WSDL-first (where the developer writes the WSDL first, then generates stubs and implements the code of the service using the generated stubs) is the most pure way of web service development since the developer concentrates on the format of messages and on message exchange patterns. Also WSDL-first is the best way to achieve interoperability. Unfortunately it is not usually the most productive. This is because both WSDL and XSD are complex standards and are hard to write manually.

WSDL-first is not the only way to do contract-first service development. You can create an interface, produce the WSDL from that interface and never change it (keep it immutable). This way the WSDL produced will always be the same and you get away with the versioning problems. You can change the implementation of the service by changing the class that implements the exposed service interface without changing the interface.

Similar techniques are used in object oriented system where in some languages, like Java, changing an interface breaks binary compatibility (see Evolving Java-based APIs). In these cases techniques like numbered interfaces are used to overcome this limitation.

The major benefit from this approach is productivity. Coding interfaces in statically typed programming languages is easy and when you specify the web service related metadata with annotations you can create a web service very quickly.

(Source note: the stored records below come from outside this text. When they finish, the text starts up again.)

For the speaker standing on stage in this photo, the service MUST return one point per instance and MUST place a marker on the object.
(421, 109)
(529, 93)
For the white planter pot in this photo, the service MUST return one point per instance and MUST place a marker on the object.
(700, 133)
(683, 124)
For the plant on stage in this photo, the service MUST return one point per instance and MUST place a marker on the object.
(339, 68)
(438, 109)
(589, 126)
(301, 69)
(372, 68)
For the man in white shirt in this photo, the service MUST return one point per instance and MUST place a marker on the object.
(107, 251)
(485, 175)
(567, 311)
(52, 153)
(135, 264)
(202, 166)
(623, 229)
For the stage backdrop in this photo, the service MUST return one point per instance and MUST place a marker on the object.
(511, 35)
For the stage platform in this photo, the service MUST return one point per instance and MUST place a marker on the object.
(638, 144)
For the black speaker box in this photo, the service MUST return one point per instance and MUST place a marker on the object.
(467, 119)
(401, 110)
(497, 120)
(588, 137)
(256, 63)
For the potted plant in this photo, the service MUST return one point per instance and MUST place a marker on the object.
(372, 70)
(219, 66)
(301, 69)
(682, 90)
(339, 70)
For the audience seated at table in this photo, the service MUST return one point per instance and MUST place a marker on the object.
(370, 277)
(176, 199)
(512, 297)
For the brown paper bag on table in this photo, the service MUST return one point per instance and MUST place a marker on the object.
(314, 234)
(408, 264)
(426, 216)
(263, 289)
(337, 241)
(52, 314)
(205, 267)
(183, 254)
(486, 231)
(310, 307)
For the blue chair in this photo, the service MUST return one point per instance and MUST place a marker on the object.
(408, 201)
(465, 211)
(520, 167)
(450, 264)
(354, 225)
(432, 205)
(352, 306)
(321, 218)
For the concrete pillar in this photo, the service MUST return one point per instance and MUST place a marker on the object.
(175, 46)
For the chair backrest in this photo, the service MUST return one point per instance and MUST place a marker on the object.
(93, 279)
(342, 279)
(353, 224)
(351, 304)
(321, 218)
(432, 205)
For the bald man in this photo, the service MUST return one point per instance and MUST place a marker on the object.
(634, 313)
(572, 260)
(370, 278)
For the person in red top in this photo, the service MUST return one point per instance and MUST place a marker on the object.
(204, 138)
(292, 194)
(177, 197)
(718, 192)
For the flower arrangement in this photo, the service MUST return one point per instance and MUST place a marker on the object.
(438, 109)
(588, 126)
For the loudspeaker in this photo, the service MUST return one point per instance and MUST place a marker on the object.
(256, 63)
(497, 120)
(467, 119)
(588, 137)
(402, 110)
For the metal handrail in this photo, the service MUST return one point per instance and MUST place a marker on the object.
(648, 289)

This way is used by Steve Swartz in his “Introduction to Indigo” MSDNTV episode to develop a simple web service using Indigo. In Java we have JSR-181 web service annotations that can be used to expose classes and interfaces as web services. You can find a stable JSR-181 implementation at Apache Beehive.

Below I implement the web service that Steve Swartz implemented in “Introduction to Indigo” MSDNTV episode in Java with JSR-181 annotations.

Define an endpoint with an interface + annotations:

import javax.jws.WebMethod;
import javax.jws.WebService;

@WebService(
  serviceName="IMyService",
  targetNamespace="uuid:12341234-1234-1234-1234"
)
public interface IMyService {

  @WebMethod
  public String mangle(String s);
}

and then implement the interface:

import javax.jws.WebService;

@WebService(endpointInterface="IMyService")
public class MyService implements IMyService {

  public String mangle(String s) {
    char[] chars = s.toCharArray();
    //We don't have Arrays.reverse() in Java
    int offset = chars.length - 1;
    for (int i = 0;  i < chars.length / 2; i++) {
      char c = chars[i];
      chars[i] = chars[i + offset];
      chars[i + offset] = c;
      offset -= 2;
    }
    return new String(chars);
  }
}

Please note that AFAIK MyService does not have to implement IMyService and that the endpointInterface member inside the @WebService annotation is the construct that creates the link between the service and its implementation.

Of course interface-first isn't perfect either. The developer is creating a web service while dealing with methods, parameters and objects so the web services produced might be more object-centric (introducing interoperability problems) than required. The first of the above articles has a really good discussion on when to use WSDL-first and when code-first (expose a class not an interface) that has some information that also apply to WSDL-first vs interface-first.